New Font 8B+ for Solly Kemball-Dorey at Hartland, Devon

© Mikey Cleverdon

19-year-old Solly Kemball-Dorey has climbed his first Font 8B+ at  Hartland Quay, Devon. The problem was a first ascent and links two of James Squires' problems - The Vault (Font 8B) and Autobahn (Font 8A+). He has named the problem The Speed of Light.

In recent months, Solly has been making his way through some of the hardest problems in the south-west. Back in July, he climbed a Font 8B version of Revolt at Hartland. In September, he was back at Harland attempting The Vault (Font 8B) which was a six-month process for him. At  Tintagel North, he climbed Alex Waterhouse's Merlin's beard, a Font 8B that Solly has described as 'a real head game.' He repeatedly fell off the final moves of the 21-move endurance-based problem before completing it at the end of September.

When he's not repeating climbs, Solly has an appetite for finding and developing new ones. He describes the possibilities in the south-west as 'endless.'

'New crags are being found every month or so on the coast because it's 100 odd miles of rock which is constantly changing every winter due to the storms. I enjoy getting first ascents as you get to climb something new and explore places where not many, if any, people have been. I have also climbed most of the boulders on the Culm Coast and don't have the time to be travelling constantly.'

Solly has climbed some king lines and hard additions on the coast; Rusty Gem (Font 8A+) at  Lynmouth, A Race Against Death (Font 8A) and Brawlhalla (Font 8A+) to name a few.
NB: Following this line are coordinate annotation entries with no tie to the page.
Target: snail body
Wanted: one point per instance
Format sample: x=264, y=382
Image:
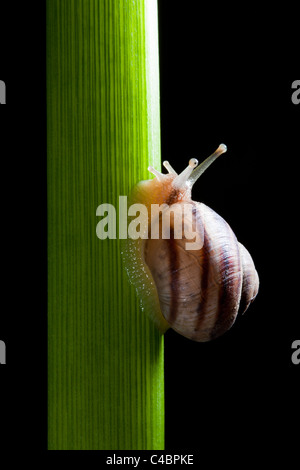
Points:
x=196, y=290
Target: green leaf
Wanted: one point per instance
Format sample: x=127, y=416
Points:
x=105, y=358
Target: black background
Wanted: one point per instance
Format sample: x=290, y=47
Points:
x=225, y=77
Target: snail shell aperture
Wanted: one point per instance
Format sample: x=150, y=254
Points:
x=197, y=292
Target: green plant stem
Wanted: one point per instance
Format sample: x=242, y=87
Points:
x=105, y=359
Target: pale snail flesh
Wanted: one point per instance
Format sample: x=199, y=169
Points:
x=198, y=292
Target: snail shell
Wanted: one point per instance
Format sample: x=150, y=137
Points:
x=197, y=292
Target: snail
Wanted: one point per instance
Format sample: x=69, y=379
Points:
x=198, y=291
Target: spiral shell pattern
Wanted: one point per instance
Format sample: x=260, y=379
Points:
x=201, y=291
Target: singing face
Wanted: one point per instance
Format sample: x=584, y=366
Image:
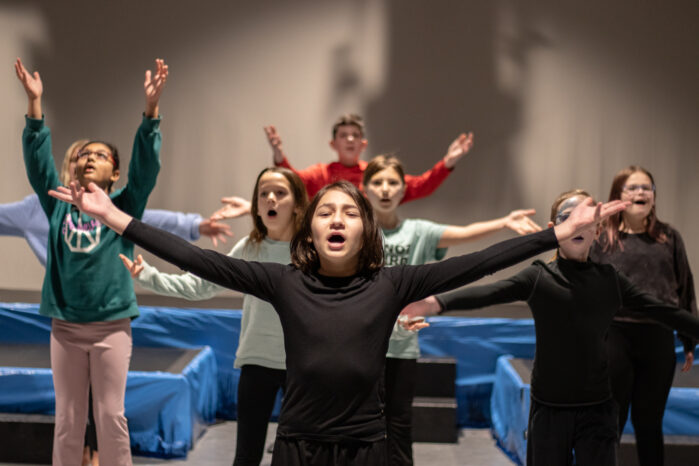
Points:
x=95, y=163
x=349, y=143
x=337, y=229
x=640, y=191
x=276, y=205
x=385, y=190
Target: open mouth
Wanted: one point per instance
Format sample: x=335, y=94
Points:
x=336, y=241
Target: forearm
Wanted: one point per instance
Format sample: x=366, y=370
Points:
x=417, y=187
x=454, y=235
x=452, y=273
x=247, y=277
x=34, y=108
x=186, y=286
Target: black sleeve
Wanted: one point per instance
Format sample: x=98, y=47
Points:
x=648, y=306
x=255, y=278
x=516, y=288
x=685, y=291
x=416, y=282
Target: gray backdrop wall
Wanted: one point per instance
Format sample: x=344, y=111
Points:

His hardest first ascent so far is The Speed of Light, a link-up of the hardest moves on the  Hartland Quay. He knew the individual sections well from his ascents of The Vault and Autobahn, but the difficulty meant that it still took 2-3 months to complete.

Solly has been climbing for the past ten years and was a competition climber for seven of them. In 2017, he dropped out of the GB development squad and took a trip to Switzerland with his coach, Tom Bunn, which drastically altered his focus. His improvement has been fast - in April of 2019, he climbed his first Font 8A+ and a year and a half later, he's nearly run out of climbs in the south-west!